10/03/2026.- Salta al Instante.- Foto portada: Carnicería. Imagen: Web.
El Gobierno de Javier Milei y su ministro de Salud, Mario Lugones, salieron a agitar una nueva bandera nutricional: sumar más carne vacuna a la pirámide alimentaria argentina. La propuesta llega envuelta en el discurso de “actualizar recomendaciones sin sesgos ideológicos”, una consigna que busca alinearse con los cambios impulsados en Estados Unidos bajo la órbita de Donald Trump. Pero la escena tiene una contradicción brutal: mientras desde el poder recomiendan comer más carne, el precio de los cortes se disparó y cada vez menos argentinos pueden pagarla.

La iniciativa apareció cuando Mario Lugones publicó en redes sociales la intención de avanzar hacia una revisión de las guías alimentarias del país. El argumento oficial habla de promover alimentos “reales” y reducir ultraprocesados, siguiendo el ejemplo del rediseño de la pirámide nutricional estadounidense. Allí, entre las modificaciones más visibles, aparece un lugar más destacado para las proteínas animales, incluida la carne vacuna.

El problema es que el país que ahora pretende recomendar más consumo de carne atraviesa un escenario donde ese alimento se volvió cada vez más inaccesible. Según los datos citados en el informe, mientras la inflación interanual fue del 32,4 por ciento, los cortes bovinos aumentaron 73,4 por ciento en 2025, más del doble que el promedio de precios.

La consecuencia es obvia: el consumo interno se desploma. En la tierra que hizo de la parrilla un símbolo cultural, cada vez más familias reducen la compra de carne y reemplazan proteínas de alto valor nutricional por alimentos más baratos. Lo que se vende como una recomendación saludable choca contra una economía que empuja a los sectores populares hacia dietas cada vez más precarias.

La contradicción fue señalada por especialistas.
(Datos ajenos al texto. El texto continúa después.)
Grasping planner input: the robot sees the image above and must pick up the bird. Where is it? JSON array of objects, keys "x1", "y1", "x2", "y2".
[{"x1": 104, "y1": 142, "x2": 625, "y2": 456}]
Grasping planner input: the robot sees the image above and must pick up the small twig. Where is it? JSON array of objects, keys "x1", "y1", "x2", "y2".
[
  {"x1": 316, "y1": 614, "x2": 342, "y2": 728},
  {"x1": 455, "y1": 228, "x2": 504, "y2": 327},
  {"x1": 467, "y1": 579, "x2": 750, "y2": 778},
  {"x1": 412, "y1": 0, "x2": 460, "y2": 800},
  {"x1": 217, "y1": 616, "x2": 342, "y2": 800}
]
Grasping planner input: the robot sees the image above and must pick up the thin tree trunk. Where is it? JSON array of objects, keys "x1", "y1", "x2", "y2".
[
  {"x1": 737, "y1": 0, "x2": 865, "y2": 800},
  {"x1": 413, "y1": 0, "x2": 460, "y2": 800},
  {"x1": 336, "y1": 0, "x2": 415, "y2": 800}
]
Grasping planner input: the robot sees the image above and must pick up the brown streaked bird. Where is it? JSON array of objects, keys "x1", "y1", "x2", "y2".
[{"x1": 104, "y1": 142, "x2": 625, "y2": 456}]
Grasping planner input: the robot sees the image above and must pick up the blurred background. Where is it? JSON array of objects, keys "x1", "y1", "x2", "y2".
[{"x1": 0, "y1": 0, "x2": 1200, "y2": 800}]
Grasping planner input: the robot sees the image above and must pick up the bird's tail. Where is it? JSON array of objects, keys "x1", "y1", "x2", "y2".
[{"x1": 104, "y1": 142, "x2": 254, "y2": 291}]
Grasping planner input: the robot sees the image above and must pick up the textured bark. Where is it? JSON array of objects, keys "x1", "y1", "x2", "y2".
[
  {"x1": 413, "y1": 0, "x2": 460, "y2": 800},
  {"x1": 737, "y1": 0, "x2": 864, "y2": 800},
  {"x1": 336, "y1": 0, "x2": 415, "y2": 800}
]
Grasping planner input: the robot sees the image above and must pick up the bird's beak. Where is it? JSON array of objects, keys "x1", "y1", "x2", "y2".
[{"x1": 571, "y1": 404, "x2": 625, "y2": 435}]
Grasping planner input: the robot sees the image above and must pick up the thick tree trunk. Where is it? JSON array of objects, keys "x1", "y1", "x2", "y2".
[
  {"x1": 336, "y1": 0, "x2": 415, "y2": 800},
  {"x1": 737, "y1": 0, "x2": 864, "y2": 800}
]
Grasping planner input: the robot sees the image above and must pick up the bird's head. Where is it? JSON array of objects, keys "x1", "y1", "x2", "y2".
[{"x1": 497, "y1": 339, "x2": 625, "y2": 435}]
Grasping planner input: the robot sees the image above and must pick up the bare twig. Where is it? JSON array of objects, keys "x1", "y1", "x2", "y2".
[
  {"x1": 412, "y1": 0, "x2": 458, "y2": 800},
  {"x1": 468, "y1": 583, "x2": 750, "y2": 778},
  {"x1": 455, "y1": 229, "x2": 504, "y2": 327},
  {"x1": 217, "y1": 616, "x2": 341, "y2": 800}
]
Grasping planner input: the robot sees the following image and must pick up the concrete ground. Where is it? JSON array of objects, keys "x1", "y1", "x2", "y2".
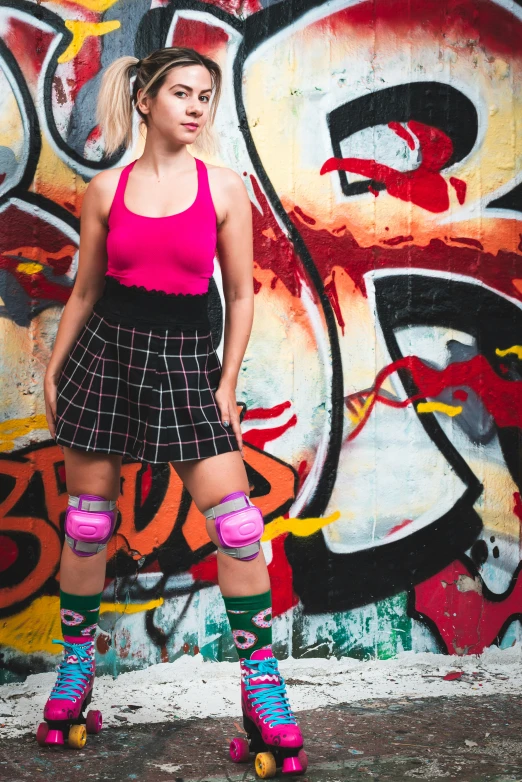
[{"x1": 0, "y1": 694, "x2": 522, "y2": 782}]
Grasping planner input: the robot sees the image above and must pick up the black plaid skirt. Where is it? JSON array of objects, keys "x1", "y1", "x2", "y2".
[{"x1": 55, "y1": 281, "x2": 239, "y2": 463}]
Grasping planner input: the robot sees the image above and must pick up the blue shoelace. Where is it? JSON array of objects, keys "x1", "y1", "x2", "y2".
[
  {"x1": 49, "y1": 641, "x2": 93, "y2": 700},
  {"x1": 244, "y1": 657, "x2": 296, "y2": 728}
]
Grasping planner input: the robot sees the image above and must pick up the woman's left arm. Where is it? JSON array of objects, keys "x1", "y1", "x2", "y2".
[{"x1": 211, "y1": 169, "x2": 254, "y2": 453}]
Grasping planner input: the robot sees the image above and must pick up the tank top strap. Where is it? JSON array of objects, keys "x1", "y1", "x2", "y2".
[
  {"x1": 111, "y1": 160, "x2": 136, "y2": 213},
  {"x1": 194, "y1": 158, "x2": 212, "y2": 204}
]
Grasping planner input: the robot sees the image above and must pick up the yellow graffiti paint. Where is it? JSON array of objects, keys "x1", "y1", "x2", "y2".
[
  {"x1": 0, "y1": 595, "x2": 163, "y2": 655},
  {"x1": 16, "y1": 261, "x2": 43, "y2": 274},
  {"x1": 495, "y1": 345, "x2": 522, "y2": 360},
  {"x1": 347, "y1": 394, "x2": 375, "y2": 424},
  {"x1": 0, "y1": 415, "x2": 47, "y2": 452},
  {"x1": 100, "y1": 597, "x2": 164, "y2": 614},
  {"x1": 262, "y1": 510, "x2": 341, "y2": 543},
  {"x1": 417, "y1": 402, "x2": 462, "y2": 418},
  {"x1": 58, "y1": 19, "x2": 121, "y2": 63}
]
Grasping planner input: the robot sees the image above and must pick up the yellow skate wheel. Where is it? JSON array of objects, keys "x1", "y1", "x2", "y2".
[
  {"x1": 256, "y1": 752, "x2": 277, "y2": 779},
  {"x1": 67, "y1": 725, "x2": 87, "y2": 749}
]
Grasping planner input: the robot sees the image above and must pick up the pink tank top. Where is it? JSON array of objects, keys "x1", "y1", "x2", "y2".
[{"x1": 107, "y1": 158, "x2": 217, "y2": 294}]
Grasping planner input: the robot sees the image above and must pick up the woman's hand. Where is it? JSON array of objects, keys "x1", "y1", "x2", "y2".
[
  {"x1": 44, "y1": 373, "x2": 58, "y2": 440},
  {"x1": 216, "y1": 383, "x2": 243, "y2": 456}
]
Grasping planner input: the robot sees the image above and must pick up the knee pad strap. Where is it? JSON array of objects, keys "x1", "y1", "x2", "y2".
[
  {"x1": 204, "y1": 491, "x2": 264, "y2": 560},
  {"x1": 65, "y1": 494, "x2": 116, "y2": 557}
]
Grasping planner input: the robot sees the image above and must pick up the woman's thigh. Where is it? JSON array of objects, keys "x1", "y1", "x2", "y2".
[
  {"x1": 173, "y1": 451, "x2": 250, "y2": 544},
  {"x1": 63, "y1": 447, "x2": 122, "y2": 500}
]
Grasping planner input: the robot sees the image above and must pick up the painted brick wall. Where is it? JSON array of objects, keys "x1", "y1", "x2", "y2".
[{"x1": 0, "y1": 0, "x2": 522, "y2": 681}]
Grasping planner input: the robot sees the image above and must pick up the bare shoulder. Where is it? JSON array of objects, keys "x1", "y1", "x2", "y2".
[
  {"x1": 82, "y1": 166, "x2": 124, "y2": 222},
  {"x1": 207, "y1": 164, "x2": 247, "y2": 195}
]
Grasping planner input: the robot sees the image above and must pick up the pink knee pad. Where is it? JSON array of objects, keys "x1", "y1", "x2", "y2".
[
  {"x1": 205, "y1": 491, "x2": 264, "y2": 560},
  {"x1": 65, "y1": 494, "x2": 116, "y2": 557}
]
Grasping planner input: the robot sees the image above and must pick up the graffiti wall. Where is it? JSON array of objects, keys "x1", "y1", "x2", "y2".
[{"x1": 0, "y1": 0, "x2": 522, "y2": 681}]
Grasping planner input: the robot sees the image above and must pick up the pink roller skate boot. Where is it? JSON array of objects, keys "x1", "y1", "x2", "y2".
[
  {"x1": 36, "y1": 640, "x2": 102, "y2": 749},
  {"x1": 230, "y1": 647, "x2": 308, "y2": 779}
]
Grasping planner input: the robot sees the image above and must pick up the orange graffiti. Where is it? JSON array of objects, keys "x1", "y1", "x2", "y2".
[{"x1": 0, "y1": 443, "x2": 296, "y2": 614}]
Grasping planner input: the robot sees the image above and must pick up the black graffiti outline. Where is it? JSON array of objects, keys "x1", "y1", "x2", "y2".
[{"x1": 327, "y1": 80, "x2": 478, "y2": 196}]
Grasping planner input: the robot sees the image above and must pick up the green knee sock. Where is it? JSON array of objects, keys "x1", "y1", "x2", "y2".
[
  {"x1": 223, "y1": 590, "x2": 272, "y2": 659},
  {"x1": 60, "y1": 589, "x2": 101, "y2": 643}
]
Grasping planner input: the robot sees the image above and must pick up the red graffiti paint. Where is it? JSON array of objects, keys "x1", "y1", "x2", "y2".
[
  {"x1": 250, "y1": 177, "x2": 302, "y2": 297},
  {"x1": 189, "y1": 554, "x2": 217, "y2": 584},
  {"x1": 415, "y1": 561, "x2": 522, "y2": 654},
  {"x1": 316, "y1": 0, "x2": 522, "y2": 56},
  {"x1": 513, "y1": 491, "x2": 522, "y2": 524},
  {"x1": 286, "y1": 216, "x2": 522, "y2": 299},
  {"x1": 450, "y1": 236, "x2": 484, "y2": 250},
  {"x1": 320, "y1": 120, "x2": 453, "y2": 212},
  {"x1": 450, "y1": 176, "x2": 468, "y2": 206},
  {"x1": 348, "y1": 355, "x2": 522, "y2": 440},
  {"x1": 243, "y1": 402, "x2": 292, "y2": 421},
  {"x1": 324, "y1": 271, "x2": 345, "y2": 336},
  {"x1": 243, "y1": 415, "x2": 297, "y2": 450},
  {"x1": 383, "y1": 234, "x2": 413, "y2": 247},
  {"x1": 0, "y1": 535, "x2": 18, "y2": 573},
  {"x1": 453, "y1": 388, "x2": 468, "y2": 402}
]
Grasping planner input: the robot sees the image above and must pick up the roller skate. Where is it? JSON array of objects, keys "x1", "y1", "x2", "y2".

La nutricionista Mariángeles Espiño, jefa del Servicio de Nutrición del Sanatorio Trinidad Quilmes, advirtió que promover alimentos saludables sin garantizar el acceso real es una política incompleta. Según explicó, una guía nutricional puede orientar hábitos, pero sin políticas que aseguren precios accesibles y disponibilidad cercana, el mensaje queda atrapado en el papel.

El debate, además, no es sólo sanitario. Detrás de las pirámides alimentarias se mueven intereses políticos, económicos y culturales. En Estados Unidos, el cambio fue presentado como parte de la campaña para volver a una alimentación basada en “comida real” y apoyar a productores y ganaderos. La modificación incluso llegó acompañada de discursos que cuestionan consensos científicos construidos durante décadas.

En Argentina, la discusión termina chocando contra una realidad más dura que cualquier gráfico nutricional: el plato. Porque mientras el gobierno habla de actualizar la pirámide de la alimentación, la economía empuja a millones a una dieta cada vez más barata y menos nutritiva.

La paradoja queda servida en la mesa: el Estado recomienda comer más carne en un país donde la carne se volvió un lujo.